The problem that led to his team’s invention of the Lambda Router? “It was how to route very large amounts of data in optical networks,” says Bishop. “Networks consist of wires and switches. The wires carry the information, the switches decide where the information goes. Think of trains. There are tracks the trains ride on and switches which direct any given train to the right track.”

The “wires” in an optical fiber network are optical fibers made of “strands of glass, roughly the diameter of a human hair,” he says. “Such fibers are capable of carrying vast amounts of data, which far exceeded the ability of electronic switches—basically big computers—to route the information.
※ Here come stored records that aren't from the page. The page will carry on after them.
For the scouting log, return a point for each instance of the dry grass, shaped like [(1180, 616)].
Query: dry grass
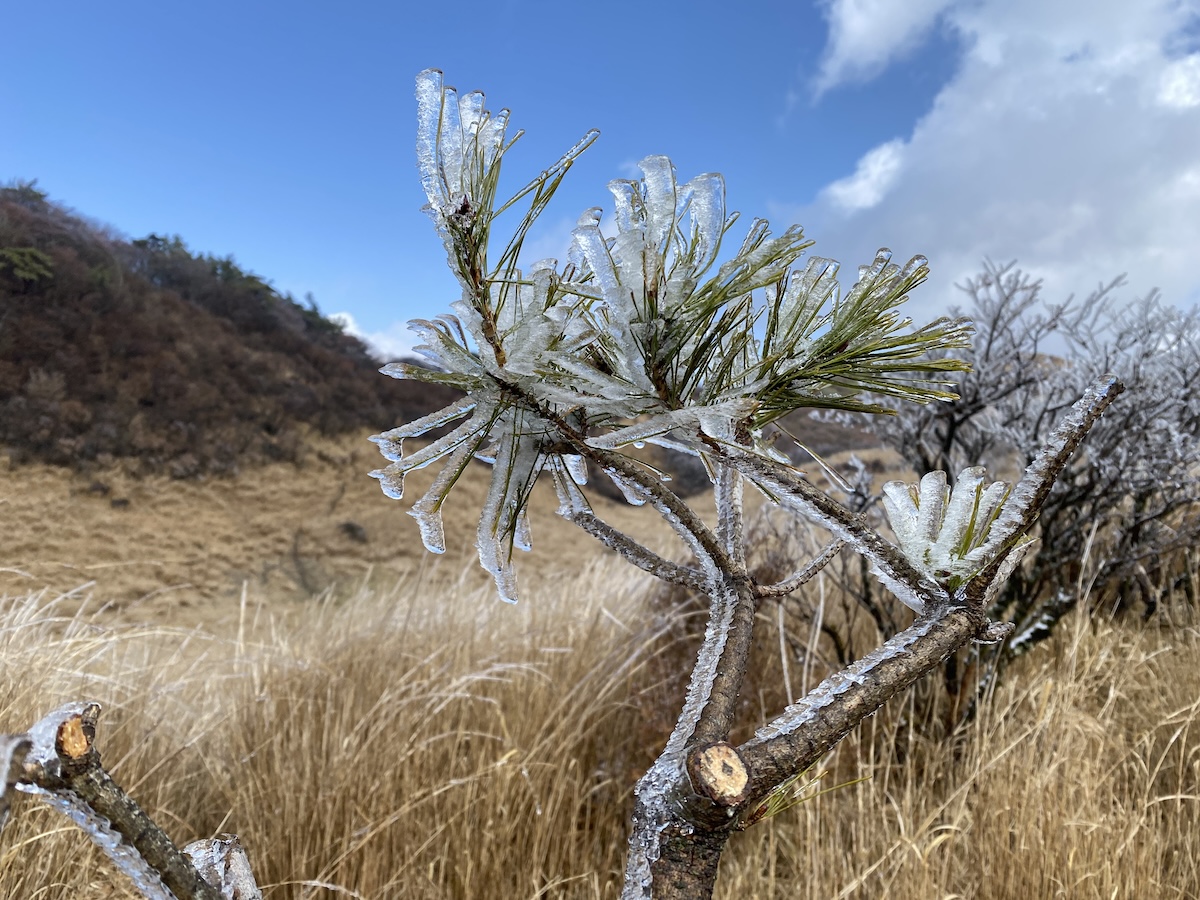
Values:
[(405, 745)]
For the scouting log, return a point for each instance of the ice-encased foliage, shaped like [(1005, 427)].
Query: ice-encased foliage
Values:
[(947, 534), (642, 335)]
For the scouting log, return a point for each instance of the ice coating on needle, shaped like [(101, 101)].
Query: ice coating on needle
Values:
[(946, 533)]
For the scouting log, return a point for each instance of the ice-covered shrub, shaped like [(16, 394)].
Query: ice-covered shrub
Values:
[(655, 335)]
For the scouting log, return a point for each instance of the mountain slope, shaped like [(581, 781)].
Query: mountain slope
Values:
[(143, 352)]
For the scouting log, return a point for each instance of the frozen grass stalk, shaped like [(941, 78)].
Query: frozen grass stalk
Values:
[(643, 337)]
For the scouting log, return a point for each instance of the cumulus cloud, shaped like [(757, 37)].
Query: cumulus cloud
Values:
[(876, 172), (1068, 139), (867, 35), (391, 343)]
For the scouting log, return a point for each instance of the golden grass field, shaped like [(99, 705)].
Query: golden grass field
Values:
[(405, 735)]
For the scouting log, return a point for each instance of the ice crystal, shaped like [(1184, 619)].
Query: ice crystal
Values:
[(946, 533)]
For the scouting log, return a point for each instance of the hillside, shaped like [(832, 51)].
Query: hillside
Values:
[(144, 354)]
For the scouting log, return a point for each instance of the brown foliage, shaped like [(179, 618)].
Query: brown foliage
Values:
[(178, 363)]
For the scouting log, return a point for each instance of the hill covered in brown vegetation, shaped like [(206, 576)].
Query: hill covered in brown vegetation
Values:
[(145, 354)]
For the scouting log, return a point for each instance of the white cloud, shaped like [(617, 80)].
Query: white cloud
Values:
[(876, 173), (1068, 139), (1180, 83), (867, 35), (387, 346)]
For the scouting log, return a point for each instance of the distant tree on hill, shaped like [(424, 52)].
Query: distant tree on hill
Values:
[(175, 361)]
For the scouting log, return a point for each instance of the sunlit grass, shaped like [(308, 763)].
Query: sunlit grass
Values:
[(407, 745)]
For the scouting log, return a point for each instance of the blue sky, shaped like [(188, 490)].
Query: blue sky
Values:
[(1065, 135)]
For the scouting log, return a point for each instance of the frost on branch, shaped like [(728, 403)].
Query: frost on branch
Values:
[(640, 337)]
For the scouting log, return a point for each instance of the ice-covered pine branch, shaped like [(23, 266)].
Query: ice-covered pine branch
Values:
[(641, 336)]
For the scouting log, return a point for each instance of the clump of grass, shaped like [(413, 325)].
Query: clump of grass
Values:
[(403, 745), (1081, 779)]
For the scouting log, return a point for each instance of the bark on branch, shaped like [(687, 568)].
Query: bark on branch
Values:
[(58, 762)]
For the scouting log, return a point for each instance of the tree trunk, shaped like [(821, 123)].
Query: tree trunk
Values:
[(687, 863)]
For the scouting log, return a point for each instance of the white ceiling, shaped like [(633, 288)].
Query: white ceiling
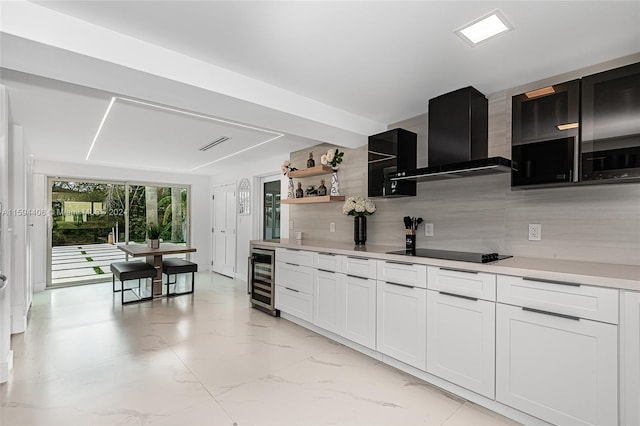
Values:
[(315, 71)]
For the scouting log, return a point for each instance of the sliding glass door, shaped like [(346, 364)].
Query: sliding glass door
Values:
[(90, 218)]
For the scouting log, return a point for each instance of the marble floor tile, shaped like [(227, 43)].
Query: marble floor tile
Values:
[(203, 359)]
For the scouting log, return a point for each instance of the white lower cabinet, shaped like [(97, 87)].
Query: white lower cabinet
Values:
[(461, 341), (346, 305), (402, 323), (560, 369), (360, 319), (294, 289), (630, 358), (330, 309)]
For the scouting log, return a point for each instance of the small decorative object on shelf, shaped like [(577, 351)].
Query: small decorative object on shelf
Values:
[(332, 158), (322, 190), (285, 169), (359, 208), (291, 192)]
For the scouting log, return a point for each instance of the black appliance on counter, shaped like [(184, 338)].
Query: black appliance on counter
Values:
[(545, 135), (458, 139), (611, 124), (262, 280), (389, 152), (461, 256)]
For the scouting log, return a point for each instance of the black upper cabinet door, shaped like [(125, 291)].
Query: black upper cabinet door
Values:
[(611, 124), (545, 135), (458, 127), (389, 152)]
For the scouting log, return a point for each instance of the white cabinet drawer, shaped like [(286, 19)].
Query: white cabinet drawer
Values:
[(479, 285), (329, 262), (402, 273), (359, 267), (299, 278), (573, 299), (295, 303), (297, 257)]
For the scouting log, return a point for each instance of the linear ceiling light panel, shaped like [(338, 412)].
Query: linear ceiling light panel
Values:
[(568, 126), (214, 143), (484, 28)]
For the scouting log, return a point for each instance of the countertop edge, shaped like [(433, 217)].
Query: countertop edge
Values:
[(624, 277)]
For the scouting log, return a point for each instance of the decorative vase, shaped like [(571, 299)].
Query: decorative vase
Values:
[(335, 185), (360, 230), (322, 190), (291, 192)]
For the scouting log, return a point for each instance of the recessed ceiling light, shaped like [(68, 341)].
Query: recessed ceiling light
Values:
[(540, 92), (485, 27)]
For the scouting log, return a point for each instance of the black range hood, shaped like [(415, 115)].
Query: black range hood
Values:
[(485, 166), (458, 139)]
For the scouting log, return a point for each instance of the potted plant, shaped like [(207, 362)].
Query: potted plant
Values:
[(153, 235)]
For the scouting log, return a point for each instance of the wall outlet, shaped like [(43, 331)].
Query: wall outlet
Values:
[(535, 232), (428, 229)]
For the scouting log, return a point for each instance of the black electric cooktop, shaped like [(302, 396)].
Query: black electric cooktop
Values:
[(461, 256)]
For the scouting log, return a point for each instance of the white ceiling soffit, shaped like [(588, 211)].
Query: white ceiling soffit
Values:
[(40, 24), (144, 135)]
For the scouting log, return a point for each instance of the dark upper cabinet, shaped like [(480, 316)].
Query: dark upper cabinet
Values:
[(391, 151), (545, 135), (611, 124), (458, 127)]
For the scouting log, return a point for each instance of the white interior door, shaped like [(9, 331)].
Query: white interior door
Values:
[(224, 230)]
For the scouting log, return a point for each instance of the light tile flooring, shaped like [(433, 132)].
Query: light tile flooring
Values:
[(202, 359)]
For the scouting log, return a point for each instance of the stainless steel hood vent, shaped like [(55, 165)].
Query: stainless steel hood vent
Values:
[(457, 140), (485, 166)]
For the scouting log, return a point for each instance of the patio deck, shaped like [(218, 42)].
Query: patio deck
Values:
[(85, 264)]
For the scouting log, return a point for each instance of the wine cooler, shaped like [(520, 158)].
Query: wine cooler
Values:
[(262, 280)]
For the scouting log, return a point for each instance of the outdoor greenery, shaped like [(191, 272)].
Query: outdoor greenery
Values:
[(87, 212)]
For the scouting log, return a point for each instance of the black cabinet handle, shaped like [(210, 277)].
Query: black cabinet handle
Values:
[(552, 281), (355, 276), (398, 263), (554, 314), (459, 270), (475, 299), (401, 285)]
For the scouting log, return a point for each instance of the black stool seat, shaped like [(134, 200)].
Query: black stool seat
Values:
[(126, 271), (173, 266)]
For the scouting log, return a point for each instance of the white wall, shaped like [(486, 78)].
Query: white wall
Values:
[(200, 205)]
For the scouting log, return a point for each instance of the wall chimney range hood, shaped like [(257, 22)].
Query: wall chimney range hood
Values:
[(458, 139)]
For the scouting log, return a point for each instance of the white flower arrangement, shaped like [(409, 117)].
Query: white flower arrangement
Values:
[(358, 206), (332, 158), (286, 167)]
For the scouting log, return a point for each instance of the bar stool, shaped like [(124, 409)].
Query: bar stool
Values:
[(178, 266), (126, 271)]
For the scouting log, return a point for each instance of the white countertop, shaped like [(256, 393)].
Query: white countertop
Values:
[(589, 273)]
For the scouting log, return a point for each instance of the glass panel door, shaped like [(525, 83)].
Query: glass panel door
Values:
[(91, 218), (87, 218), (271, 214)]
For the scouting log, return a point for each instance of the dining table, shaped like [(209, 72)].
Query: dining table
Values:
[(153, 256)]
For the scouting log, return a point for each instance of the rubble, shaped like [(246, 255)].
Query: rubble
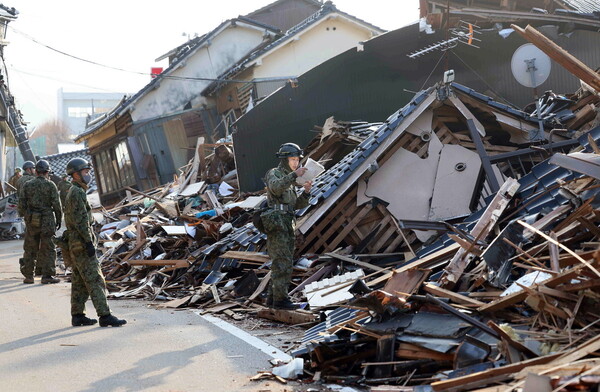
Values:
[(442, 249)]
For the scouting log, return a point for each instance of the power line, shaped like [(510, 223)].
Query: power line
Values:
[(58, 80)]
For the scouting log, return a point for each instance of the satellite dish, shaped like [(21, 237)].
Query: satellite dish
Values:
[(530, 66)]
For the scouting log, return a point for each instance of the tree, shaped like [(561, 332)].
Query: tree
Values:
[(53, 132)]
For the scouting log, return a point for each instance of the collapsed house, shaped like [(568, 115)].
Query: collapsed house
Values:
[(374, 79)]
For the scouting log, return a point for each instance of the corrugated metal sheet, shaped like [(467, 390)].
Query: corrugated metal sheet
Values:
[(373, 83), (588, 6)]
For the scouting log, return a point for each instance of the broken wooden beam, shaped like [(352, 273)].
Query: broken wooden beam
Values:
[(176, 263), (292, 317), (484, 225)]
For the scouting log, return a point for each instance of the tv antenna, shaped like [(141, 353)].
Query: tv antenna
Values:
[(531, 67), (465, 33)]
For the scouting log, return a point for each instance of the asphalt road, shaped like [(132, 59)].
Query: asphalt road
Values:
[(158, 350)]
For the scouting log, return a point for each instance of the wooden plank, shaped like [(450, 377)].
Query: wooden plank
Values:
[(483, 377), (176, 263), (484, 225), (554, 253), (508, 339), (412, 351), (579, 352), (261, 287), (287, 316), (406, 282), (520, 296), (357, 262), (251, 256), (424, 262), (332, 219), (364, 210), (592, 268), (458, 298)]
What we did was build an all-optical switch using micromirrors.”

In 2009, the American Physical Society awarded Bishop the George E. Pake Prize “for his effective leadership of AT&T/Lucent/Bell Labs research during an especially turbulent time in the telecommunications industry, and for his seminal contributions to low-temperature physics research.”

It took Bishop’s unshakable confidence in the technology and in his team to make the Lambda Router work, says White, who will direct nanomechanics under Bishop’s leadership at CELL-MET. “He supported his team in every way, in whatever they needed. I can remember him driving samples around—MEMS chips—from Pennsylvania, where they were sometimes being made, to New Jersey, where they needed to be tested.”

Bishop “has made amazing advances in fundamental science, in solving hard problems,” she says. “The innovation piece means he’s then able to take some of these technologies and put them into real products in the real world. That is a combination you don’t see all that often. He inspires his team, respects every member of the team—including the secretary that’s making his appointments for him, the person in the factory—and the subtleties of what they do. He gets the best out of everyone. He does it by being confident that they can do more than they think they can.”

Bishop is now focused on the CELL-MET team and the task before them. “We’re trying to create cardiac patches,” he says. “Thousands of people around the world die from heart attacks every day. We’re trying to create a solution for that. That’s solving a world-class, big-time problem. When we succeed, that’s going to be an awful lot of people alive for their grandchildren’s weddings.”